A crítica, que pode ser feroz para
você, ainda te incomoda?
Celine Dion:
Será que já me incomodou? O René sempre se ocupou da crítica
quando a crítica foi longe demais. Quando ia longe demais
ele tomava conta disso. Nunca me preocupei com contratos nem
críticas. Mas me irrita um pouco agora. René lê tudo, ele
manda vir todos os jornais no final de semana, os melhores e
os piores. Eu só vejo as fotos e fico chocada. Eu fico
chocada porque é gente que eu conheço. Não são meus amigos
mas são pessoas com quem convivo, com quem me cruzo dentro
do mesmo meio, e eu sei que não é verdade. Isso me cansa
muito. Se a gente se defende é porque temos algo a esconder
e se a gente não se defende é porque é verdade. Somos
prisioneiros.
Presos em armadilhas.
Celine Dion:
Presos em armadilhas... e acho que devíamos fazer alguma
coisa por causa disso. Sim, isso é que vende jornais mas eu
não quero vender jornais. Eu, no geral, se você reparar no
percurso da minha carreira e se você ler as críticas dos
meus shows, em geral não são boas. Mas ainda há 60 mil
pessoas ou 40 mil pessoas ou 10 mil pessoas ou 90 mil
pessoas no Stade de France duas noites, no Wembley em
Londres... e ficamos por aqui... e é a portas fechadas. Essa
é a minha crítica. E eu páro por aqui.
E se eu disser que você é uma
mulher lúcida, acho que nunca te falaram isso muitas
vezes...
Celine Dion:
Deve ser a primeira vez que escuto isso.
Você acha que corresponde ao que
você é?
Celine Dion:
Eu sou lúcida sim, espero bem. Você que me conhece bem, acha
que sou uma mulher lúcida?
Em algumas coisas você é
impenetrável. É por isso que você chegou onde chegou.
Celine Dion:
Vou ter que dar o código da minha carapaça transparente.
É a sua melhor protecção?
Celine Dion:
É preciso saber se conhecer. É preciso aprender a se
conhecer. O maior sucesso de cada um é saber se conhecer.

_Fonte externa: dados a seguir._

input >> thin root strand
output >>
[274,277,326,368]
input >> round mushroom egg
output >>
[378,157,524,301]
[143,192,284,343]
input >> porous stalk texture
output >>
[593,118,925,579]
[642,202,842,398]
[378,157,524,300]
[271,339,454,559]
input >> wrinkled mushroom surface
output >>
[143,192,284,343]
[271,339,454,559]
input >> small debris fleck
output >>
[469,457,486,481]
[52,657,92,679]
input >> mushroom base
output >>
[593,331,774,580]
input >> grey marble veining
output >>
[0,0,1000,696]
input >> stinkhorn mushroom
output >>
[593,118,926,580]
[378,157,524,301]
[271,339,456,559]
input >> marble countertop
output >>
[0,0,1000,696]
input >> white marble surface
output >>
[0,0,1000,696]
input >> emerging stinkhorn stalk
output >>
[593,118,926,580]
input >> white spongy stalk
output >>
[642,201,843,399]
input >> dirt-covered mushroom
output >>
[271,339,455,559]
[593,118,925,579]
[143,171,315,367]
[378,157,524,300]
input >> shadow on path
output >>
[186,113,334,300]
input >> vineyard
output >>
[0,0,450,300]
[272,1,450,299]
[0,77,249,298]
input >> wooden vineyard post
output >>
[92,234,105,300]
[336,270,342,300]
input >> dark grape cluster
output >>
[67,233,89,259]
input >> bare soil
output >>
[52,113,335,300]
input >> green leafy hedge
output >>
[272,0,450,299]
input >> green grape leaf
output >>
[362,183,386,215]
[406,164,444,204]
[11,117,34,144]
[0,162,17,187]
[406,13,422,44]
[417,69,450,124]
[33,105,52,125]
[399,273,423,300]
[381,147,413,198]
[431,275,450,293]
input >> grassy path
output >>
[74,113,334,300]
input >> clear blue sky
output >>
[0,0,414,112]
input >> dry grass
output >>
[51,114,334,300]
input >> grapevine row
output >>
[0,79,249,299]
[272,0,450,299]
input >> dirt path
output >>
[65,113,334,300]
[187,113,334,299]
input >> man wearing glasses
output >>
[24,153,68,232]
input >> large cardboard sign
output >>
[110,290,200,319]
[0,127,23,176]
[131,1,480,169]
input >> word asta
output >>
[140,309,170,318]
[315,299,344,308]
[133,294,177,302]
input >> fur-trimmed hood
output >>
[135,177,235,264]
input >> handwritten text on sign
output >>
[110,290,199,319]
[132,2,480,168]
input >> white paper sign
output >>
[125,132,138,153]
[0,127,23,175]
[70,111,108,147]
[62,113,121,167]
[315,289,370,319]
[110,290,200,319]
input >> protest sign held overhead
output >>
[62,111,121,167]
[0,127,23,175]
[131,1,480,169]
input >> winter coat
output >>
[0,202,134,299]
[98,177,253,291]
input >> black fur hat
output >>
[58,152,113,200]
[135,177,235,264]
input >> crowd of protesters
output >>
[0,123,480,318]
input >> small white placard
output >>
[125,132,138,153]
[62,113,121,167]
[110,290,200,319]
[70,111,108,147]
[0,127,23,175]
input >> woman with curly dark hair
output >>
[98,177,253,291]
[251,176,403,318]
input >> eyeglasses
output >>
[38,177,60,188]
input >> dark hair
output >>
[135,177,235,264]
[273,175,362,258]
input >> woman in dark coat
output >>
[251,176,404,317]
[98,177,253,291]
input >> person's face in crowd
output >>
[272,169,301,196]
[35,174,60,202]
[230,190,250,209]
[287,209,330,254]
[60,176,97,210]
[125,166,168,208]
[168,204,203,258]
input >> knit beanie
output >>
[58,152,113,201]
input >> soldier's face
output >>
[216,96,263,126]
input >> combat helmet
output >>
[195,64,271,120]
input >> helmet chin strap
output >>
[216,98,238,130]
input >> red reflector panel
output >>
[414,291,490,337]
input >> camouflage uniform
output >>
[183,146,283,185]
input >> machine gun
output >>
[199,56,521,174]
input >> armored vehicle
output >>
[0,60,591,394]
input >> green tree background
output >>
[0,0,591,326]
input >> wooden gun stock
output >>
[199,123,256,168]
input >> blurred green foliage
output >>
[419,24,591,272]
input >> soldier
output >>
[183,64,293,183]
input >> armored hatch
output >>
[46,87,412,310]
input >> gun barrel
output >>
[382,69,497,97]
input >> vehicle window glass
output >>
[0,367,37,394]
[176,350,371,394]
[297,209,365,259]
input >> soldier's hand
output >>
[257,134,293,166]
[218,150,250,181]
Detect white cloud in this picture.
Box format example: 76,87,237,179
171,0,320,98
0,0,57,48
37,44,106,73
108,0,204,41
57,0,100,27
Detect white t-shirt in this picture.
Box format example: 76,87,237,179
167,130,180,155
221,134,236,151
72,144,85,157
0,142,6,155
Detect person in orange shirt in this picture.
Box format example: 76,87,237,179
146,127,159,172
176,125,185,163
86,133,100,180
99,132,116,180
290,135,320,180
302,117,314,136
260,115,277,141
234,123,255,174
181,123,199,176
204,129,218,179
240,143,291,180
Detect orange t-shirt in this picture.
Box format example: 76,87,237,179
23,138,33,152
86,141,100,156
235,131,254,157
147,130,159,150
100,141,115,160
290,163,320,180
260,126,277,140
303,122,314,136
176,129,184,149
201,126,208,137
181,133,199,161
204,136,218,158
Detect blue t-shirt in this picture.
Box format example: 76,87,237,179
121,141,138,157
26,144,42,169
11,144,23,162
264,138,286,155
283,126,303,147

E você chegou aí. É por isso que
envelhecer não te assusta.
Celine Dion:
Pelo contrário. Porque quando falam em envelhecer...
Ganhar idade...
Celine Dion:
Eu prefiro falar em maturidade. Com a maturidade você não é
obrigada a gostar de tudo. Podemos dizer as coisas sem
machucar as pessoas. A maturidade é um grande presente da
vida. Há muita gente que morre jovem, que não teve a chance
de crescer. Há jovens que são velhos. E há velhos que serão
para sempre jovens. Eu acho que a minha mãe é uma jovem
eterna. E acho que eu, com 40 anos, sou lúcida com a minha
carapaça transparente, desejo a mim mesma que a minha
maturidade me mantenha jovem para a eternidade. Eu desejo
isso.
Céline Dion, obrigada por essa
entrevista.
Celine Dion:
Foi uma grande honra e um grande prazer. Obrigada.